1. Sunday: Skip brunch cocktails
One or two mimosas with your Sunday morning eggs benedict can turn an affordable meal out into a pricy indulgence. Go easy on the cocktails and you could save yourself $10 or more, or just skip the booze and order coffee or juice instead. Or plan a DIY brunch at home with your friends to save even more — and avoid a long wait for a table.
2. Monday: Cut back on dry cleaning
At $2 or $3 per shirt and $15 or more for a suit, the cost of dry cleaning can add up fast, especially if you work in an office where professional attire is mandatory. Teach yourself how to wash, dry, and press your own dress shirts and you could save $10 on your weekly dry cleaning bill (assuming you wear a new shirt every day and it costs $2 to have them cleaned). Many other “dry clean only” items can be washed on the delicates cycle. You can also stretch out the time between washes – men’s shirts can be worn three or four times if you wear an undershirt, according to the style experts at GQ.
3. Tuesday: Pack a lunch
The average American spends more than $2,700 per year on lunch, according to a survey by Visa. With the typical midday meal out costing $11, you can save big if you brown-bag at least once per week rather than buying a gourmet salad or fancy sandwich from the bistro down the street from your office.
4. Wednesday: Work from home
Telecommuting one day per week could save you $10 or more if you drive to work.

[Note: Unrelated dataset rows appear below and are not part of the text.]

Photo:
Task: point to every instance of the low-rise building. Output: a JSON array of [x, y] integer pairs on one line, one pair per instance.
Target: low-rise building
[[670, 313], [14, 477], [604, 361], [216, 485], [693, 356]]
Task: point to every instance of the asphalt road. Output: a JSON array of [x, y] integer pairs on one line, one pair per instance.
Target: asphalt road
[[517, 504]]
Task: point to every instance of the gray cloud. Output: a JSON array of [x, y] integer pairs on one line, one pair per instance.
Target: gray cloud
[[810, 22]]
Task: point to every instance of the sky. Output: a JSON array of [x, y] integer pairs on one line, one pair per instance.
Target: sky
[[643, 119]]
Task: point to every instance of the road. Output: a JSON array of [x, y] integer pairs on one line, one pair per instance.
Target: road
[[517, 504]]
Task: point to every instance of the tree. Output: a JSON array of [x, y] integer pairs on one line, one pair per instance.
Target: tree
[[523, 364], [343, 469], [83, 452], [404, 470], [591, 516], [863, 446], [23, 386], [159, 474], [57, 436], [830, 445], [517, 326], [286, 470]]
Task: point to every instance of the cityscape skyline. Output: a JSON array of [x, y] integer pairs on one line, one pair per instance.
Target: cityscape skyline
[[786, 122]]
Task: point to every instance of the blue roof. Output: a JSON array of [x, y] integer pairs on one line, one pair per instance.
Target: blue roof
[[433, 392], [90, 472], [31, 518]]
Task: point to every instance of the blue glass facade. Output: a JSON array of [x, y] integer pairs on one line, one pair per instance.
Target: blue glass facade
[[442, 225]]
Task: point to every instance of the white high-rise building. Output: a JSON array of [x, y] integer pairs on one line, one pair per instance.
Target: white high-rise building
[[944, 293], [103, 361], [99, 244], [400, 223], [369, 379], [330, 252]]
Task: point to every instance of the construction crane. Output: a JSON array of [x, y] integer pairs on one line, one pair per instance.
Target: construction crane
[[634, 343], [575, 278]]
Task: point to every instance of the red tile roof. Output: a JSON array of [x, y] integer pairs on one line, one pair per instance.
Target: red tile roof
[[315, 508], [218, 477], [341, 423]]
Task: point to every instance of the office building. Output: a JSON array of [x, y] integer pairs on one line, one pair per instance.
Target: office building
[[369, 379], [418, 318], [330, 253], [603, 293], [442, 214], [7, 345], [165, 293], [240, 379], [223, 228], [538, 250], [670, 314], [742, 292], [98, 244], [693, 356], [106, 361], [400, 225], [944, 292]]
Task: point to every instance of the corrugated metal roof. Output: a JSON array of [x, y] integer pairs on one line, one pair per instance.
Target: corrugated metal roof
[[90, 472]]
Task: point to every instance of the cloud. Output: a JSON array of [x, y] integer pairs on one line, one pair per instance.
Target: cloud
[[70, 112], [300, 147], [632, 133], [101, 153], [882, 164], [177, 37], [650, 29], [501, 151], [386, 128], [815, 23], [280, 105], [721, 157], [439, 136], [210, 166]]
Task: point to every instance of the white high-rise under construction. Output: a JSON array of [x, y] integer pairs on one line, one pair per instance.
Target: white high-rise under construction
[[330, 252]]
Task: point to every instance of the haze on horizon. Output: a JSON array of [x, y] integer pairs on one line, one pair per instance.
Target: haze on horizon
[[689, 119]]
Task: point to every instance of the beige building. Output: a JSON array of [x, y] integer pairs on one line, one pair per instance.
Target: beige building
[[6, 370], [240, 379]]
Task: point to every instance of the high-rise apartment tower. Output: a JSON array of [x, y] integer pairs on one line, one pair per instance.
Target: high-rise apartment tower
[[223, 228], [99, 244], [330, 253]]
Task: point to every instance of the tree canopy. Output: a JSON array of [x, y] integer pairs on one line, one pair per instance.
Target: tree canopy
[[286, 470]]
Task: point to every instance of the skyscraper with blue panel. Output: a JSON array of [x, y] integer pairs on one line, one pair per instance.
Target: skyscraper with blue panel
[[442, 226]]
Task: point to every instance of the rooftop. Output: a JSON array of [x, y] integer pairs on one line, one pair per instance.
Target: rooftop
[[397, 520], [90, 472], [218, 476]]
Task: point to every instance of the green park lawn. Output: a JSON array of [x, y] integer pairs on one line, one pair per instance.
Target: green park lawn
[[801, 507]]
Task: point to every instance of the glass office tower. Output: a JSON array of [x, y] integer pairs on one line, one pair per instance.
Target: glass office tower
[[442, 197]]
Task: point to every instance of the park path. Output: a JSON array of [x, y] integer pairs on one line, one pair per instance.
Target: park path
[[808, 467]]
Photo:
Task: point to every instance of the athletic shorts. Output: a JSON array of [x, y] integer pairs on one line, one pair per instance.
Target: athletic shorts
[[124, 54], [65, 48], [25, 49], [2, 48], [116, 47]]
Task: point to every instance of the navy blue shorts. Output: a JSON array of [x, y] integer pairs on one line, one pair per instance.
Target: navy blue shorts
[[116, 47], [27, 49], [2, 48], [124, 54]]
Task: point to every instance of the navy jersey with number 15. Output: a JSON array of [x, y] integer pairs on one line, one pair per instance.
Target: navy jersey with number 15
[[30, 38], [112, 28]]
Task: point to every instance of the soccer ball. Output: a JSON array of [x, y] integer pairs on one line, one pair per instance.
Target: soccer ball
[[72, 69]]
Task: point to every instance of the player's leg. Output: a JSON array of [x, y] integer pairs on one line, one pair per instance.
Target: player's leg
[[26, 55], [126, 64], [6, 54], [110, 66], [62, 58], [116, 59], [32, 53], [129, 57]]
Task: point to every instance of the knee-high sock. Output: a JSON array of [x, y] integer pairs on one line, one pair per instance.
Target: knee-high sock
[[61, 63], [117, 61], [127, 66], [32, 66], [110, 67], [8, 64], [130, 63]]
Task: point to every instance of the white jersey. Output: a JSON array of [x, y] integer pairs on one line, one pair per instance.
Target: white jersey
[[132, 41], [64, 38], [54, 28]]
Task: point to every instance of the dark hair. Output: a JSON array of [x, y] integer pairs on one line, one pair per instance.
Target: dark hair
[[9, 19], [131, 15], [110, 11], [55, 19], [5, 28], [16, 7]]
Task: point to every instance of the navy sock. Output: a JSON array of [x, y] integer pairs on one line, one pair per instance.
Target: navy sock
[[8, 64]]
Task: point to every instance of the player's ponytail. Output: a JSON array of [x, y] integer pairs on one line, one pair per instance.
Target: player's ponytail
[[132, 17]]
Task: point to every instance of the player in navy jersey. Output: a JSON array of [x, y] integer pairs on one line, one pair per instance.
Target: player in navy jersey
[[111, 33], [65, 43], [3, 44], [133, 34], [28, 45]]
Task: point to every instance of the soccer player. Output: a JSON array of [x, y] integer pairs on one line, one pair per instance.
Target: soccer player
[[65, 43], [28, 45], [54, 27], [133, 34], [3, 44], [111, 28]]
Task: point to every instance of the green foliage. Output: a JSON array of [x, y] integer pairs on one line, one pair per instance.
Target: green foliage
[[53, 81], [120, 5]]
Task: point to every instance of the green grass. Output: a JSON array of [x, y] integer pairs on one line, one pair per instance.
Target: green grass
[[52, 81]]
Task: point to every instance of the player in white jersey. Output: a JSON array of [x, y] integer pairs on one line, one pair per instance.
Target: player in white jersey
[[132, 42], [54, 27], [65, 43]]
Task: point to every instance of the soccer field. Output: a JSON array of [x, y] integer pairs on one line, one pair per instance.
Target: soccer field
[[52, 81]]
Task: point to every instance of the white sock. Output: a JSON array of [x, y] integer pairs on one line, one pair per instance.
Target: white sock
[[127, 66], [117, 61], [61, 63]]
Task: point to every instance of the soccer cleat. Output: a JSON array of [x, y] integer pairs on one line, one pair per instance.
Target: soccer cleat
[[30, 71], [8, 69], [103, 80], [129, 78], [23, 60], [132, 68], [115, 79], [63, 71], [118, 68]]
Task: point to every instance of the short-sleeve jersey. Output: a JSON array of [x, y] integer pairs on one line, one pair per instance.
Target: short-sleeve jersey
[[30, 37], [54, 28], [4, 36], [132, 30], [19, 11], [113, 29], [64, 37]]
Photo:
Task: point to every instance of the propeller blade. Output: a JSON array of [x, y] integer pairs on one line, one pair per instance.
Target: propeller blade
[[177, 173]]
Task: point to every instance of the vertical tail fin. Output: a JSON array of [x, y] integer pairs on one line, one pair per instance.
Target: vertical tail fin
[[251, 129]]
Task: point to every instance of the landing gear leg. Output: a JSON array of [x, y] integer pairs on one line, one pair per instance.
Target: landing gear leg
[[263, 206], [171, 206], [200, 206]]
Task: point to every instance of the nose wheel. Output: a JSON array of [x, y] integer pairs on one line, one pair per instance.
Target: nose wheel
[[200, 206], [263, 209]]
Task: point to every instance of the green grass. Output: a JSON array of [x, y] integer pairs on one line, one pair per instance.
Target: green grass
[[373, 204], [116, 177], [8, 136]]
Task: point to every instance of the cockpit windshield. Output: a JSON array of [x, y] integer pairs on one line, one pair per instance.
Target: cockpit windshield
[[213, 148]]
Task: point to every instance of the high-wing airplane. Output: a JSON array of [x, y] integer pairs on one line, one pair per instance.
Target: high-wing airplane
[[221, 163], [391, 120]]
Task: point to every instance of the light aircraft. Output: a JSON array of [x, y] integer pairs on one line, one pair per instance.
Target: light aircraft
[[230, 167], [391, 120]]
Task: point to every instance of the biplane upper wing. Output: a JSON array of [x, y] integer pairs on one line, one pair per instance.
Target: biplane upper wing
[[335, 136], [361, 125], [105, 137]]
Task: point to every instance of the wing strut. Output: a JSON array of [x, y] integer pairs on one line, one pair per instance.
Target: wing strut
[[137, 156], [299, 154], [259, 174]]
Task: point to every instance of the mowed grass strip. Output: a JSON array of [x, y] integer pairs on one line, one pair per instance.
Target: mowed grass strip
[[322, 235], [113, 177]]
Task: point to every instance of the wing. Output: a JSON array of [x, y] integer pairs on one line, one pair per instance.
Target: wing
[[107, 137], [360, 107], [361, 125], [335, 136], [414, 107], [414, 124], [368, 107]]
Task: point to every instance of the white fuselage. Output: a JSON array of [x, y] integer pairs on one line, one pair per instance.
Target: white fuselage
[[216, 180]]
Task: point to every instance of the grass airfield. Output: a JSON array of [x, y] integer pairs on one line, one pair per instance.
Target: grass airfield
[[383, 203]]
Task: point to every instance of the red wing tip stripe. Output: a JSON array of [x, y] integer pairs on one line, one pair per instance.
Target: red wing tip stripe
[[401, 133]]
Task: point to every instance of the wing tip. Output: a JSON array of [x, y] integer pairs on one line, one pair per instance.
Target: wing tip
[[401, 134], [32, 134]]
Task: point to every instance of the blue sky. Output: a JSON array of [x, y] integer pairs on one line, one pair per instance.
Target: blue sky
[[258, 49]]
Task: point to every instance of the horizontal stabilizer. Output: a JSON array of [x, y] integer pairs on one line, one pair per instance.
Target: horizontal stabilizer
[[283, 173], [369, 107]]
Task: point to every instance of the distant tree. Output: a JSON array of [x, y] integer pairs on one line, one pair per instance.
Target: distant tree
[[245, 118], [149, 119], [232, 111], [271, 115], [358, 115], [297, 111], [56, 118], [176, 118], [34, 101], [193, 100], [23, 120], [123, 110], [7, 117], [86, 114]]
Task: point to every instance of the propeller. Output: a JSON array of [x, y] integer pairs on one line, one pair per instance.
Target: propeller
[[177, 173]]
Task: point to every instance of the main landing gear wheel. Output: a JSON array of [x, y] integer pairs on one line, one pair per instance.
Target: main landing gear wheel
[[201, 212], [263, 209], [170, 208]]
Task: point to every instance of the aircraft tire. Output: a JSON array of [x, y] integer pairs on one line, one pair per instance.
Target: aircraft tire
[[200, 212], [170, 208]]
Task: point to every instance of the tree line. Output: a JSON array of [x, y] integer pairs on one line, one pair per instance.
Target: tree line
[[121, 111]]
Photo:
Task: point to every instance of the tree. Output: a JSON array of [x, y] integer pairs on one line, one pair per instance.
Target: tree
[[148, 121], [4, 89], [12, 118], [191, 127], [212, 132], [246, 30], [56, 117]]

The average sedan costs $0.57 per mile to drive, according to AAA, including the cost of gas, insurance, and wear and tear on your car. If you commute 10 miles each way to work, you could save $11.70 by staying home one day per week.
5. Thursday: Skip yoga class
Staying fit isn’t cheap. Yoga classes can run from $10 to $20 per session, while trendy spin or barre classes may be more than $30 a pop. The costs are so high that some people are going broke to stay in shape, Racked reported. Skip your typical Thursday group class and work out on your own instead and you could save $10 or more. Try online yoga tutorials (some are even free), or look for no-cost classes at your local rec center. Or shake up your workout by going for a run or playing tennis with a friend at your neighborhood park.
6. Friday: Plan a discount date night
Date night doesn’t have to cost a fortune. With the average movie ticket costing $8.58, skipping the multiplex and renting a new release instead will save you more than $10. Or head to the theater but pass on the overpriced drinks and popcorn, which are marked up by 500% or more. You’ll save nearly $15 by not ordering a large popcorn and a soda, according to research by Richard McKenzie, author of Why Popcorn Costs So Much at the Movies and Other Pricing Puzzles. Other ways to save on your next date? Attend a free poetry reading, crawl galleries in your local arts district, or plan a dessert-only night out, rather than splurging on a multi-course meal.
7. Saturday: Save on groceries
A family of four that’s not closely watching food costs can expect to spend between $204 and $244 every week on groceries, according to the U.S. Department of Agriculture. You can easily save $10 on your weekly trip to the supermarket by signing up for your store’s loyalty program, shopping sales, sticking to a list, and clipping coupons.